The flight test engineers and operators from QinetiQ flew three of the air vehicles from the drone’s launcher on the Hebrides range off the northwest coast of Scotland. After running out of fuel, the UAVs recovered to land via parachute. The Banshee flights represent the first step for the Royal Navy in exploring how crewless tech could be operated from the Queen Elizabeth-class aircraft carriers in the future.
The jet-powered Banshee, which looks like a mini fighter aircraft, has a wingspan of about 8 ft (2.5 meters) and is fitted with twin 45 kg thrust gas turbine engines giving a total of 90 kg of static thrust. It can soar to 25,000ft (7,600 meters), skim just above the waves, flies at speeds up to 400 knots (around 460 mph or 741 km/h), and can stay in the air for up to 45 minutes. The fixed-wing drone can carry a variety of payloads, including infra-red tracking flares, anti-radar chaff dispensers, and radar augmenters.
Banshee Jet 80+ drone is hard to detect on radar, giving it all the likeness of an incoming missile – making it a realistic adversary for the sailor to train in countering aerial threats. These drones could eventually be carried by Royal Navy warships and provide operational training to task groups wherever they might be in the world, allowing them to conduct air defense exercises on demand to test reactions and hone responses.
The Navy is looking at using QinetiQ Banshee Jet 80+ drones operating from HMS Prince of Wales as a replacement for the Hawk in training exercises. In addition to defense training, the Banshee drone will also be used to test future sensors, weaponry, and radio equipment. The recent tests of three Banshees looked at how the drone and associated support equipment, including the launcher, can be integrated within a busy ship and flight deck.

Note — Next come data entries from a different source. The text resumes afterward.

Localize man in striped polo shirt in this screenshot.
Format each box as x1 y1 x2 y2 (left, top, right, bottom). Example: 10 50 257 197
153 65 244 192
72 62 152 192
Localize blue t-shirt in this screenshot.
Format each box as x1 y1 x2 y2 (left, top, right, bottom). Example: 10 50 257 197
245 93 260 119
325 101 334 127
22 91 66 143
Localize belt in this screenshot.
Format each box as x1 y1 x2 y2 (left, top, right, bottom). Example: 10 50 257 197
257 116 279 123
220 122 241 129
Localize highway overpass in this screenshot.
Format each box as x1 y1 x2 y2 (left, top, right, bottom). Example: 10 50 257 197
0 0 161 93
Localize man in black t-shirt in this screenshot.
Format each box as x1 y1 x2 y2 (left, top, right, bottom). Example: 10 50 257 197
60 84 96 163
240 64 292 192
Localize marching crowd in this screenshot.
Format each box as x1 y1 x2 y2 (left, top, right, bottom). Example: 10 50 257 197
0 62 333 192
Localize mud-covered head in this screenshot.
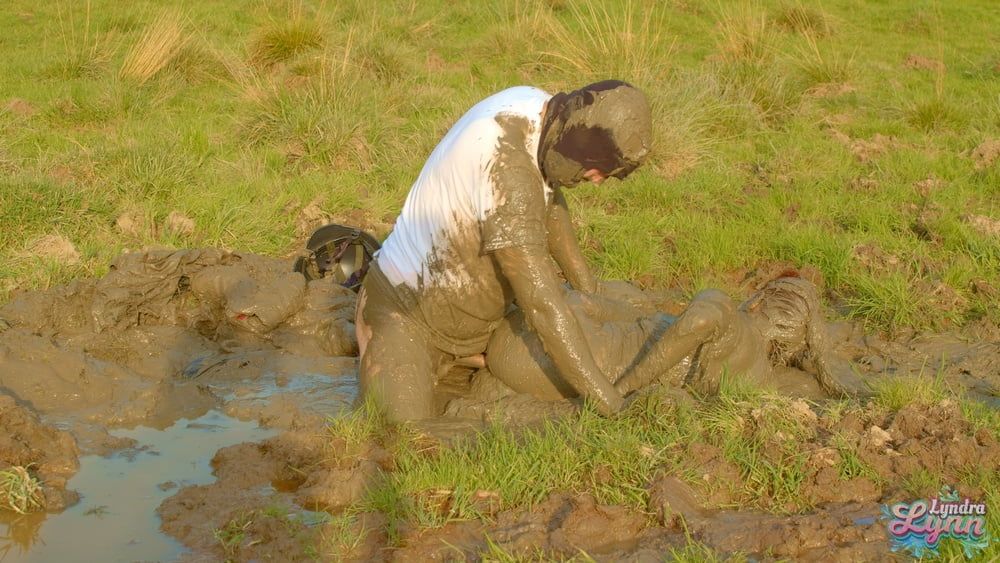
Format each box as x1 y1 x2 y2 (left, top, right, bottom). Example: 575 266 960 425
538 80 653 186
742 272 870 396
743 276 823 365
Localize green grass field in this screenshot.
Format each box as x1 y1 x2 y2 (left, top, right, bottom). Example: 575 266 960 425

It also looked at installing sub-systems on board and procedures for moving and setting up the drone and kit on the flight deck, which has been a hive of activity as the ship trains with F-35B Lightning jets.
“There is a real need for a low-cost drone such as the Banshee that can replicate a range of the threats in the skies and provide a testbed for future payloads,” said Commander Rob Taylor, lead for Royal Navy Air Test and Evaluation. “The key to this is that a warship can carry this drone with it on operations, launch it and use it to keep personnel razor-sharp in countering threats from above. The ability to adapt the payload for differing tasks is also crucial to provide value for money and interoperability across the fleet.”
Earlier, the CH-6 drone was presented in China, which has a top speed of up to 700 km/h and can stay in the sky for about 20 hours. The CH-6 drone was announced during Airshow China-2021.